Additionally, the main application context (`app.py`) includes error handling for queue overload. If the maximum queue length (`MAX_QUEUE_LENGTH`) is set and the queue size reaches that limit, a 429 Too Many Requests error is returned with a descriptive message.
## 6. Usage Notes
- The `video_url` parameter must be a valid URL pointing to a video file (MP4, MOV, etc.).
- The `captions` parameter is optional and can be used in multiple ways:
- If not provided, the endpoint will automatically transcribe the audio and generate captions
- If provided as plain text, the text will be used as captions for the entire video
- If provided as a URL to an SRT or ASS subtitle file, the system will use that file for captioning
- For SRT files, only 'classic' style is supported
- For ASS files, the original styling will be preserved
- The `settings` parameter allows for customization of the caption appearance and behavior:
- `style` determines how captions are displayed, with options including:
- `classic`: Regular captioning with all text displayed at once
- `karaoke`: Highlights words sequentially in a karaoke style as they're spoken
- `highlight`: Shows the full caption text but highlights each word as it's spoken
- `underline`: Shows the full caption text but underlines each word as it's spoken
- `word_by_word`: Shows only one word at a time
- `position` can be used to place captions in one of nine positions on the screen
- `alignment` determines text alignment within the position (left, center, right)
- `font_family` can be any available system font
- Color options can be set using hex codes (e.g., "#FFFFFF" for white)
- The `replace` parameter can be used to perform text replacements in the captions (useful for correcting words or censoring content).
- The `webhook_url` parameter is optional and can be used to receive a notification when the captioning process is complete.
- The `id` parameter is optional and can be used to identify the request in webhook responses.
- The `language` parameter is optional and can be used to specify the language of the captions for transcription.

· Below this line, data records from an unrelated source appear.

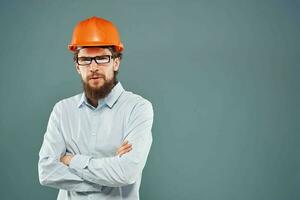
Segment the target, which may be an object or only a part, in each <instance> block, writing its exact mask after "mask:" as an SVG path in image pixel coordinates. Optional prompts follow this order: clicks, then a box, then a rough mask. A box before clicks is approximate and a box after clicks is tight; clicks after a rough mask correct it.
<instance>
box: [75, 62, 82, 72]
mask: <svg viewBox="0 0 300 200" xmlns="http://www.w3.org/2000/svg"><path fill="white" fill-rule="evenodd" d="M75 69H76V71H77V73H78V74H81V72H80V69H79V66H78V64H77V63H75Z"/></svg>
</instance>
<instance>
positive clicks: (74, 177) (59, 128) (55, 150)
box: [38, 104, 102, 192]
mask: <svg viewBox="0 0 300 200" xmlns="http://www.w3.org/2000/svg"><path fill="white" fill-rule="evenodd" d="M59 113H60V109H59V104H56V105H55V106H54V108H53V110H52V112H51V115H50V118H49V121H48V126H47V130H46V133H45V135H44V140H43V144H42V147H41V149H40V152H39V161H38V172H39V181H40V183H41V184H42V185H45V186H50V187H54V188H58V189H64V190H68V191H76V192H100V191H101V189H102V187H101V186H99V185H98V184H95V183H91V182H88V181H86V180H84V179H82V178H81V177H79V176H78V175H76V174H74V173H72V172H70V169H69V167H67V166H66V165H64V164H63V163H61V162H60V158H61V156H62V155H65V153H66V145H65V140H64V138H63V136H62V134H61V130H60V125H59V121H60V120H59V117H60V114H59Z"/></svg>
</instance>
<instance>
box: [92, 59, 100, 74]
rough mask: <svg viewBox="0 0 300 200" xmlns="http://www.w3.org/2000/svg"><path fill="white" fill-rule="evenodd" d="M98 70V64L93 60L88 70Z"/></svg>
mask: <svg viewBox="0 0 300 200" xmlns="http://www.w3.org/2000/svg"><path fill="white" fill-rule="evenodd" d="M98 68H99V66H98V64H97V63H96V61H95V60H92V62H91V64H90V70H91V71H93V72H94V71H98Z"/></svg>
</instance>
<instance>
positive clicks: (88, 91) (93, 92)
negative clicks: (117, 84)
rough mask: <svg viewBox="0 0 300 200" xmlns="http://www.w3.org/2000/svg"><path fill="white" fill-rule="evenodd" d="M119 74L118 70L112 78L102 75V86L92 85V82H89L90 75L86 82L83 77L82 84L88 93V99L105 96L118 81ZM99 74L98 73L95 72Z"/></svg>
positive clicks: (99, 97)
mask: <svg viewBox="0 0 300 200" xmlns="http://www.w3.org/2000/svg"><path fill="white" fill-rule="evenodd" d="M117 74H118V72H117V71H115V72H114V76H113V78H111V79H108V80H107V79H106V77H105V76H102V78H103V80H104V83H103V85H101V86H100V87H97V88H95V87H91V86H90V84H89V83H88V81H89V79H90V77H88V81H87V82H85V81H84V80H83V79H81V82H82V86H83V89H84V92H85V95H86V98H87V99H94V100H99V99H103V98H105V97H106V96H107V95H108V94H109V93H110V92H111V90H112V89H113V87H114V86H115V85H116V84H117V83H118V81H117V77H116V76H117ZM94 75H98V74H93V76H94Z"/></svg>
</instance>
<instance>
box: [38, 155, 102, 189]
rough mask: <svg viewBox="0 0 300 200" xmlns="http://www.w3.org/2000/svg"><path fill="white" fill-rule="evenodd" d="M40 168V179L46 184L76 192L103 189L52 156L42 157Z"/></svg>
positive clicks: (39, 179)
mask: <svg viewBox="0 0 300 200" xmlns="http://www.w3.org/2000/svg"><path fill="white" fill-rule="evenodd" d="M38 169H39V181H40V183H41V184H42V185H44V186H49V187H53V188H57V189H64V190H68V191H76V192H100V191H101V189H102V187H101V186H100V185H97V184H95V183H91V182H88V181H86V180H83V179H82V178H81V177H79V176H78V175H76V174H74V173H71V172H70V169H69V168H68V167H67V166H65V165H64V164H62V163H61V162H59V161H58V160H56V159H53V158H51V157H42V158H40V160H39V165H38Z"/></svg>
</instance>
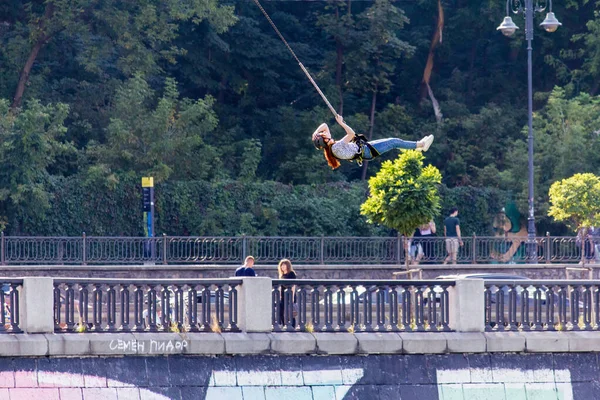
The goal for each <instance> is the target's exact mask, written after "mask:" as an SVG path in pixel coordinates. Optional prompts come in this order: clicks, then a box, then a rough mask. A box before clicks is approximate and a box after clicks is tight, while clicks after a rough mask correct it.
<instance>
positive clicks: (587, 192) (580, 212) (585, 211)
mask: <svg viewBox="0 0 600 400" xmlns="http://www.w3.org/2000/svg"><path fill="white" fill-rule="evenodd" d="M548 194H549V196H550V203H551V205H550V209H549V210H548V215H549V216H551V217H553V218H554V219H555V220H557V221H562V222H566V223H567V224H568V225H569V226H570V227H571V228H573V230H575V231H577V230H579V229H581V228H590V227H592V226H600V177H598V176H596V175H594V174H590V173H586V174H575V175H573V176H572V177H570V178H567V179H563V180H560V181H556V182H554V183H553V184H552V186H550V190H549V192H548Z"/></svg>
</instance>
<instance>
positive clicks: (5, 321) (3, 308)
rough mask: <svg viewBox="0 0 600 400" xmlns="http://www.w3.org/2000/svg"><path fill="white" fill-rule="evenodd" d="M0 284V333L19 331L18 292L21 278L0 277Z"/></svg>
mask: <svg viewBox="0 0 600 400" xmlns="http://www.w3.org/2000/svg"><path fill="white" fill-rule="evenodd" d="M0 284H1V285H2V286H1V288H0V309H1V310H2V313H1V314H0V334H1V333H21V332H22V331H21V328H20V326H19V324H20V317H19V313H20V306H19V294H20V292H21V290H22V288H23V279H10V278H2V280H1V281H0Z"/></svg>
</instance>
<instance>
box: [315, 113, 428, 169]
mask: <svg viewBox="0 0 600 400" xmlns="http://www.w3.org/2000/svg"><path fill="white" fill-rule="evenodd" d="M335 120H336V121H337V123H338V124H340V126H341V127H342V128H344V131H346V136H344V137H343V138H342V140H334V139H333V138H332V137H331V132H330V131H329V127H328V126H327V124H326V123H322V124H321V125H320V126H319V127H318V128H317V130H316V131H315V132H314V133H313V135H312V142H313V145H314V146H315V148H317V150H321V149H322V150H323V154H324V155H325V159H326V160H327V164H329V166H330V167H331V168H332V169H336V168H338V167H339V166H340V165H341V163H340V161H339V160H348V161H353V160H356V162H357V163H358V165H362V161H363V160H372V159H374V158H375V157H378V156H380V155H381V154H383V153H385V152H388V151H390V150H393V149H413V150H419V151H427V150H429V146H431V143H433V135H429V136H425V137H424V138H423V139H421V140H419V141H418V142H413V141H408V140H402V139H399V138H386V139H378V140H373V141H368V140H367V138H366V137H365V136H364V135H359V134H357V133H355V132H354V130H353V129H352V128H351V127H349V126H348V125H347V124H346V123H345V122H344V118H342V116H341V115H339V114H336V116H335Z"/></svg>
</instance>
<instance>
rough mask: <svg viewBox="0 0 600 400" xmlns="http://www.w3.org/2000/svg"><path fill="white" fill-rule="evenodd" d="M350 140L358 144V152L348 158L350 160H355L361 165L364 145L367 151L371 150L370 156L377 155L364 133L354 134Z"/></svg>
mask: <svg viewBox="0 0 600 400" xmlns="http://www.w3.org/2000/svg"><path fill="white" fill-rule="evenodd" d="M352 142H353V143H356V145H357V146H358V153H356V154H355V155H354V157H352V158H351V159H350V161H353V160H356V163H357V164H358V165H360V166H362V161H363V156H364V154H365V147H368V148H369V151H370V152H371V158H375V157H377V156H379V152H378V151H377V150H375V147H373V145H372V144H371V143H369V141H368V140H367V138H366V136H365V135H360V134H356V135H354V139H352Z"/></svg>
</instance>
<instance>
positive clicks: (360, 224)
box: [0, 0, 600, 235]
mask: <svg viewBox="0 0 600 400" xmlns="http://www.w3.org/2000/svg"><path fill="white" fill-rule="evenodd" d="M264 3H265V4H264V6H265V7H266V10H267V11H268V12H269V13H270V14H271V17H272V19H273V21H274V22H275V23H276V24H277V25H278V27H279V28H280V30H281V31H282V33H283V35H284V36H285V37H286V38H287V39H288V41H289V42H290V45H291V46H292V48H293V49H294V51H295V52H296V53H297V54H298V57H299V58H300V59H301V60H302V62H303V64H304V66H306V68H307V69H308V70H309V71H310V72H311V74H312V75H313V76H314V77H315V80H316V81H317V82H318V84H319V86H320V87H321V89H322V90H323V92H324V93H325V94H326V95H327V97H328V98H329V100H330V101H331V103H332V104H333V105H334V107H336V109H337V110H338V111H339V112H340V113H341V114H343V115H344V119H345V120H346V121H347V122H348V123H349V124H350V125H351V126H352V127H353V128H354V129H355V130H356V131H357V132H362V133H365V134H366V135H367V136H369V137H372V138H375V139H376V138H382V137H387V136H399V137H402V138H405V139H410V140H416V139H418V138H421V137H422V136H424V135H425V134H428V133H433V134H435V135H436V140H435V142H434V144H433V146H432V147H431V149H430V150H429V151H428V152H427V153H426V160H425V161H426V163H432V164H433V165H434V166H435V167H437V168H438V169H439V170H440V172H441V174H442V182H443V184H444V185H443V186H442V187H441V188H440V193H441V196H442V213H445V212H446V211H447V209H448V208H449V207H450V206H451V205H457V206H458V207H459V208H461V225H462V226H463V228H464V229H465V233H466V234H473V233H477V234H485V233H486V232H489V230H490V225H491V221H492V219H493V216H494V215H495V213H497V212H498V210H499V209H501V208H502V206H503V205H504V203H505V201H506V200H507V199H512V200H514V201H516V203H517V204H518V205H519V207H520V208H521V210H522V211H523V210H524V209H525V207H526V189H527V177H526V173H527V164H526V159H527V152H526V147H527V143H526V134H527V129H526V123H527V115H526V110H527V97H526V95H527V90H526V88H527V74H526V67H527V62H526V60H527V53H526V46H525V44H524V37H523V33H524V21H523V19H522V18H521V17H519V16H516V17H514V20H515V22H516V23H517V25H519V26H520V27H521V29H520V30H519V32H518V34H517V35H516V38H514V39H507V38H505V37H503V36H502V35H501V34H499V33H498V32H497V31H496V29H495V28H496V27H497V26H498V24H499V23H500V22H501V20H502V18H503V16H504V12H505V11H504V10H505V2H504V1H502V0H499V1H493V2H489V1H488V2H482V1H480V0H452V1H450V0H440V1H439V2H438V1H432V0H415V1H410V2H407V1H394V0H373V1H364V2H357V1H351V0H322V1H308V0H306V1H303V0H298V1H279V2H264ZM553 11H554V12H555V14H556V16H557V17H558V18H559V20H560V21H561V22H562V23H563V25H562V27H561V28H560V29H559V30H558V31H557V32H556V33H553V34H549V33H546V32H544V31H543V30H541V29H538V28H536V29H535V39H534V41H533V65H534V74H533V85H534V90H535V101H534V109H535V115H534V128H535V138H536V147H535V161H536V170H535V173H536V175H535V176H536V198H535V204H536V210H537V211H536V217H537V218H538V230H539V231H540V233H545V232H544V231H545V230H546V229H549V230H553V233H562V231H561V229H562V228H561V227H557V226H555V225H551V224H550V223H549V219H548V217H546V215H547V210H548V207H549V203H548V196H547V194H548V189H549V187H550V185H551V184H552V183H553V182H554V181H556V180H559V179H563V178H566V177H568V176H571V175H573V174H575V173H581V172H590V173H594V174H599V173H600V157H599V156H598V154H600V152H599V151H598V150H599V149H598V146H599V144H598V143H599V139H598V136H599V132H600V120H599V115H600V100H599V98H598V92H599V90H600V35H599V33H600V2H597V1H593V0H564V1H555V2H554V4H553ZM441 12H443V23H441V22H442V19H441V15H442V14H441ZM543 18H544V14H543V13H540V14H536V21H535V22H536V26H537V24H539V23H540V22H541V21H542V19H543ZM440 23H441V24H440ZM436 32H437V34H436ZM440 33H441V37H440ZM434 39H435V40H434ZM438 39H442V40H441V41H439V43H438ZM432 40H434V43H432ZM427 60H430V61H431V63H429V64H428V63H427ZM424 82H427V83H428V85H429V88H430V89H431V94H430V93H429V92H428V89H427V85H426V84H424ZM434 100H435V101H434ZM323 121H327V122H329V123H330V125H335V124H334V121H333V118H332V116H331V114H330V113H329V111H328V110H327V108H326V107H325V105H324V104H323V102H322V100H321V99H320V98H319V96H318V94H317V93H316V91H315V90H314V88H313V87H312V86H311V85H310V83H309V82H308V80H307V79H306V77H305V76H304V74H303V73H302V71H301V70H300V68H299V67H298V64H297V63H296V62H295V60H294V59H293V58H292V57H291V55H290V54H289V53H288V51H287V49H286V48H285V47H284V45H283V44H282V43H281V41H280V40H279V39H278V37H277V36H276V35H275V33H274V32H273V30H272V28H271V27H270V26H269V24H268V22H267V21H266V19H265V18H264V16H263V15H262V14H261V13H260V10H258V8H257V7H256V5H255V4H254V3H253V2H252V1H237V0H206V1H204V0H203V1H192V2H190V1H183V0H160V1H158V0H145V1H135V2H121V1H114V0H29V1H21V0H7V1H3V2H1V3H0V171H1V172H0V228H2V229H5V230H6V231H7V232H9V233H11V234H17V233H19V234H80V233H81V231H84V230H85V231H86V232H89V233H90V234H93V233H96V234H126V235H131V234H139V233H140V232H141V228H140V225H141V223H140V221H139V220H140V219H141V218H140V210H139V203H138V201H139V193H138V192H139V186H138V185H139V181H140V178H141V176H144V175H152V176H154V177H155V182H156V183H157V201H158V206H157V211H158V214H159V220H158V227H157V228H158V229H157V231H164V232H165V233H169V234H207V235H219V234H241V233H245V234H306V235H312V234H315V235H320V234H352V235H369V234H386V232H387V231H386V230H385V229H384V228H379V229H376V228H374V227H371V226H368V225H366V224H365V221H364V218H363V217H361V216H360V214H359V206H360V204H361V203H362V202H363V201H364V200H365V199H366V186H365V184H364V180H366V179H367V178H368V177H370V176H373V175H375V173H376V172H377V171H378V170H379V169H380V167H381V163H382V162H384V161H386V160H391V159H393V158H395V157H396V156H397V154H386V155H385V156H384V157H381V158H380V159H378V160H375V161H373V162H370V163H366V165H365V167H364V168H362V169H361V168H359V167H357V166H356V165H355V164H352V163H344V164H343V167H342V168H340V169H339V170H336V171H331V170H330V169H329V168H327V166H326V163H325V160H324V159H323V156H322V154H321V153H320V152H317V151H315V150H314V148H312V146H311V145H310V141H309V138H310V133H312V132H313V130H314V129H315V128H316V126H318V124H319V123H321V122H323ZM333 133H334V135H341V129H339V128H338V127H334V128H333ZM361 181H362V182H361ZM470 186H473V187H474V188H471V187H470ZM449 188H450V189H449ZM284 194H285V195H284ZM238 195H239V196H242V198H239V199H238V198H237V196H238ZM469 196H472V198H468V197H469ZM454 199H456V201H454ZM328 212H329V213H328ZM331 215H335V216H336V217H335V218H333V217H330V216H331ZM471 218H473V220H470V219H471ZM67 222H68V223H67ZM69 224H70V225H69ZM465 224H466V225H465ZM388 233H389V232H388Z"/></svg>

If not provided, the language will be automatically detected.
- The `exclude_time_ranges` parameter can be used to specify time ranges to be excluded from captioning.
## 7. Common Issues
- Providing an invalid or inaccessible `video_url`.
- Requesting an unavailable font in the `settings` object.
- Exceeding the maximum queue length, resulting in a 429 Too Many Requests error.
## 8. Best Practices
- Validate the `video_url` parameter before sending the request to ensure it points to a valid and accessible video file.
- Use the `webhook_url` parameter to receive notifications about the captioning process, rather than polling the API for updates.
- Provide descriptive and meaningful `id` values to easily identify requests in logs and responses.
- Use the `replace` parameter judiciously to avoid unintended text replacements in the captions.
- Consider caching the captioned video files for frequently requested videos to improve performance and reduce processing time.